The article does speculate that the one in Paris could be a hit from a foreign intelligence agency but does come to the more mundane conclusion that this was a couple of well rehearsed opportunist thieves, not really understanding what was contained within the bag.
Dassault and the British Government brushed off the incident stating that the documents were not that secret, however, the episode does pose the question about security of possible secretive information in the days of video conferencing with document sharing, encrypted hard disks and USB tokens, and biometric authentication.
Although we don’t deal with multi-million dollar projects, we use Virtual Private Networks, SSH Tunnels, and strong authentication for data communication, signing, encrypting and decrypting texts, E-mails, files, directories, partitions etc.
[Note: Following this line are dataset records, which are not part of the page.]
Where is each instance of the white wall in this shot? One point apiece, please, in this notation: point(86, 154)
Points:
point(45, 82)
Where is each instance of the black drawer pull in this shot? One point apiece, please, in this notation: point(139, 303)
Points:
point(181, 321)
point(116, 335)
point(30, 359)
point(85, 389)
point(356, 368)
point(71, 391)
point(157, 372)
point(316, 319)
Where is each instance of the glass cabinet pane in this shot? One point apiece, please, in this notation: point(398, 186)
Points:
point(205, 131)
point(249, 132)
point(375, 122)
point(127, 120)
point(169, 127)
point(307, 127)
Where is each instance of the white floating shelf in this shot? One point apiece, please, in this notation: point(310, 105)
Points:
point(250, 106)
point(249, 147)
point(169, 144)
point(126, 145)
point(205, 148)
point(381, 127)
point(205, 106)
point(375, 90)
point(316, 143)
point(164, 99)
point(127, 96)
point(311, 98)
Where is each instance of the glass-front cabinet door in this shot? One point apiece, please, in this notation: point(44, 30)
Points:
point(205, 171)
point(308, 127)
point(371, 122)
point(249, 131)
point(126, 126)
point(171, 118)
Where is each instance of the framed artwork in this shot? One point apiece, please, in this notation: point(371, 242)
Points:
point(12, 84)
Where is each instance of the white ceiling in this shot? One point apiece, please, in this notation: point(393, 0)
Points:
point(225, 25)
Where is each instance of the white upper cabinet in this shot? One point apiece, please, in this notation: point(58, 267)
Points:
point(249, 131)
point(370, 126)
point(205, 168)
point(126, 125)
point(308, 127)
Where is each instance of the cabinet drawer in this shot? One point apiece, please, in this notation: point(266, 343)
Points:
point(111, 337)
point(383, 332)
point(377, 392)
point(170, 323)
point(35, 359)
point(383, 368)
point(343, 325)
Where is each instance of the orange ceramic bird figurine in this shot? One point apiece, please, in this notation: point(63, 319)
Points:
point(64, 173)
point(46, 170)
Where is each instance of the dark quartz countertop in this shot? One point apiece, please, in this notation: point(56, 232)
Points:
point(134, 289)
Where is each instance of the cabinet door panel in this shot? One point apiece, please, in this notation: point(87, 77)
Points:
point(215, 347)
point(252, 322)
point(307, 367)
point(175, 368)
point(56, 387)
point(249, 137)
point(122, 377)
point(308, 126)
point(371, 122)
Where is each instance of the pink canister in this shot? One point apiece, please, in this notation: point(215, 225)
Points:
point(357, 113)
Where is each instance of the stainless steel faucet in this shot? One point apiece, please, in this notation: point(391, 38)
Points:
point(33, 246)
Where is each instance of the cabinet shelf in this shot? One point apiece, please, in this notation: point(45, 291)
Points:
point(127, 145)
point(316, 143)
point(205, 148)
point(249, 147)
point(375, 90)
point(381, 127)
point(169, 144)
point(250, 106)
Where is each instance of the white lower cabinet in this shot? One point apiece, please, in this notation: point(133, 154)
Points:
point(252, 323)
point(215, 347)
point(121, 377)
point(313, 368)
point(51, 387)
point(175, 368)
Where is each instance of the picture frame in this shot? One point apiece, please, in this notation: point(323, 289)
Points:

Why was this executive carrying what one must assume is paper documents (as nothing is mentioned about a laptop/notebook computer) about a future military project?
Even if we assume the executive was carrying a contract or something similar that required signatures from both parties, wasn’t a private flight with an business jet much safer than public transportation?
The drone project itself was agreed upon during a meeting in early February between Nicolas Sarkosy and David Cameron and aims to develop a next generation unmanned air combat system with a prototype to be flown by 2020.
It is thought that British company BAE systems and Dassault Aviation are teaming up together to develop the new drone, to the annoyance of EADS who have their own UAV project in development called Talarion.
Details of the new UAV, that is believed to be based on the BAe Mantis drone demonstrator, are not really clear as the project is so new and quite clearly hasn’t got that far at present. However, someone somewhere could have, if not the technical specification of the robot, maybe the contractual details of the French/British project.
And elsewhere there’s someone working on an intelligence service or industrial competitor willing to pay to have a look.